Here we have good AUC value which signifies that the model can be used.
#AUC ROC curve
from sklearn.metrics import roc_auc_score
from sklearn.metrics import roc_curve
# roc curve for logistic regression model with optimal threshold
from numpy import sqrt
from numpy import argmax
logit_roc_auc = roc_auc_score(y_tt, lr.predict_proba(X_tt)[:,1])
fpr, tpr, thresholds = roc_curve(y_tt, lr.predict_proba(X_tt)[:,1])
# calculate the g-mean for each threshold
gmeans = sqrt(tpr * (1-fpr))
# locate the index of the largest g-mean
ix = argmax(gmeans)
print('Best Threshold=%f, G-Mean=%.3f' % (thresholds[ix], gmeans[ix]))
plt.figure()
plt.plot(fpr, tpr, label='Logistic Regression (area = %0.2f)' % logit_roc_auc)
plt.plot([0, 1], [0, 1],'r--',label='No Skill')
plt.scatter(fpr[ix], tpr[ix], marker='o', color='black', label='Best')
plt.xlim([0.0, 1.0])
plt.ylim([0.0, 1.05])
plt.xlabel('False Positive Rate')
plt.ylabel('True Positive Rate')
plt.title('Receiver operating characteristic')
plt.legend(loc="lower right")
plt.savefig('Log_ROC')
plt.show()
Best Threshold=0.536350, G-Mean=0.899
Since the Threshold value of 0.53 has been observed, it mean while classification, we should use 0.53 as threshold. If the probability of particular customer is above 0.53 then only we can say that he belongs to class 1 or he will avail for loan else assign him the class 0 mean he won't avail for loan.
• Write your conclusion on the results.
• Detailed suggestions or improvements or on quality, quantity, variety, velocity, veracity etc. on the data points collected by the Bank to perform a better data analysis in future.
The models which we have built are logistic regression and naive bayes, here logistic regression is best suited for the classification since it is having better accuracy and recall score.
As it is observed in confusion matrix, Type 1 and Type 2 errors are less in logistic regression and hence this model may provide better result which used in production.
The model has correctly predicted True positive and true negative and comparison of number proves that model can be used.
If the probability of particular customer is above 0.53 then only we can say that he belongs to class 1 or he will avail for loan else assign him the class 0 mean he won't avail for loan.
To make insight-driven marketing campaigns, banks must think about customised recommendation for individual needs.

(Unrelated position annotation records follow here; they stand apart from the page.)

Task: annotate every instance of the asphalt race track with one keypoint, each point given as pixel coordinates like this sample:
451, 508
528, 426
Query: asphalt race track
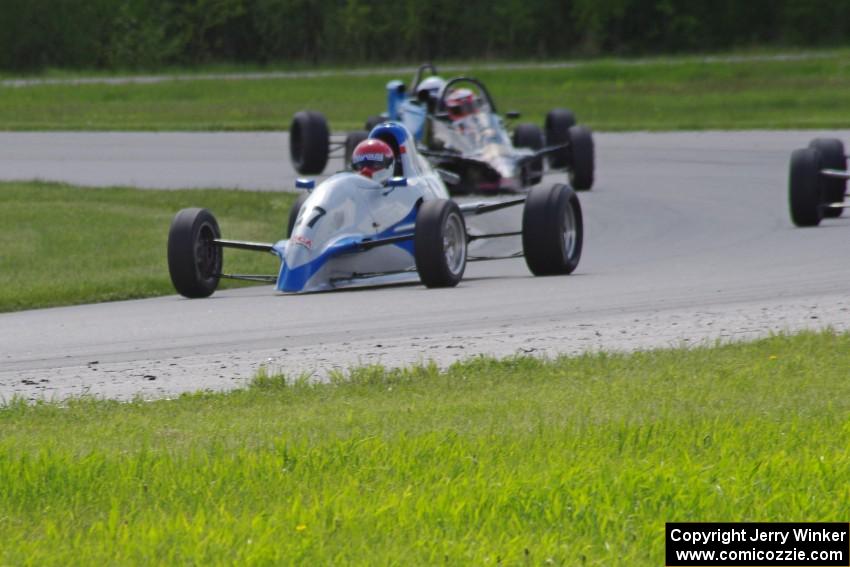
687, 241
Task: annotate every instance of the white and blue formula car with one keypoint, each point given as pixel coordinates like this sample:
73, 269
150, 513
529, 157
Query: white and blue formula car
352, 231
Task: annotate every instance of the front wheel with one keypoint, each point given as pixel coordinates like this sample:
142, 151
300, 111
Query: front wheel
309, 142
558, 123
440, 243
583, 158
832, 157
804, 188
552, 230
194, 260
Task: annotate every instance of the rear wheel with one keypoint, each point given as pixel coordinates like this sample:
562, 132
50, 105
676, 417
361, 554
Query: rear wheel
530, 136
832, 157
804, 188
309, 142
194, 261
552, 230
583, 158
351, 141
558, 122
440, 243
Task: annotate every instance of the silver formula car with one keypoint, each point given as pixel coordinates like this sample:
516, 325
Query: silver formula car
350, 230
457, 127
817, 182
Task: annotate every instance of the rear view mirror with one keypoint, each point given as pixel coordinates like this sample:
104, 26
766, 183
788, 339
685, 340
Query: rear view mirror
307, 184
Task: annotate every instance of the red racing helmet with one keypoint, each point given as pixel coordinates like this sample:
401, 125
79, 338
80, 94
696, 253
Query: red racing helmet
373, 158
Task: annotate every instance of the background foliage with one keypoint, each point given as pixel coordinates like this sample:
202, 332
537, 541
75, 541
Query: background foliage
128, 34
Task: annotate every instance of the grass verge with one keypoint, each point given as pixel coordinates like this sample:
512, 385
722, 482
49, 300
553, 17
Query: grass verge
578, 461
666, 94
61, 244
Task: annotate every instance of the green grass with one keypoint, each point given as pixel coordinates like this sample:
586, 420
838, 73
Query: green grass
579, 461
61, 244
664, 94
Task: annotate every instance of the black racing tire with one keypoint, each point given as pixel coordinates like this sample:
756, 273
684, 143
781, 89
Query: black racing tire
804, 187
552, 230
530, 136
351, 141
440, 243
832, 157
558, 122
194, 262
309, 142
293, 212
583, 158
373, 121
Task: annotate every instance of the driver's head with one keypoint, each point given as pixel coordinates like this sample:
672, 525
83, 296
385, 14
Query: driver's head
374, 159
461, 103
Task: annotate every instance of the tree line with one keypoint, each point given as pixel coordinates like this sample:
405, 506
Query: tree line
147, 34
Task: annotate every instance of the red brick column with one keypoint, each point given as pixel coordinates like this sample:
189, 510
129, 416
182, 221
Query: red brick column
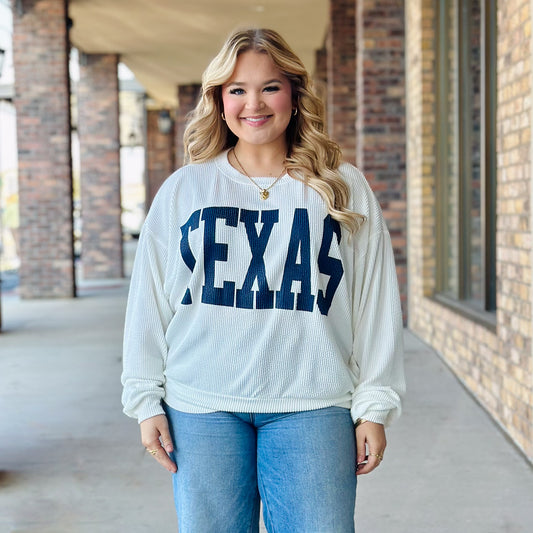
98, 128
159, 155
341, 76
381, 126
187, 99
42, 87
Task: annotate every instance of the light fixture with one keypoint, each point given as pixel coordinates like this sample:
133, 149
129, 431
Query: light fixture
2, 57
164, 122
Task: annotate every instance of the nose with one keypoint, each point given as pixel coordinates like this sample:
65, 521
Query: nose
255, 102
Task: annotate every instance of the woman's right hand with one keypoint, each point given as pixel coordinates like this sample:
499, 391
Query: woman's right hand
155, 437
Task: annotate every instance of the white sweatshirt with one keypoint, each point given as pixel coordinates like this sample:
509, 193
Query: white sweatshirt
247, 305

This need collection of more data about customer. Customer purchase history would help us here in getting more insight.
If possible customer behavioural and psychographic data can be collected for better customer segmentation.
If allowed, customer social media data can be analysed which gives insight into customer desires.
If possible, we can getting customer salary and type of work (salaried employee, self employed) would also help.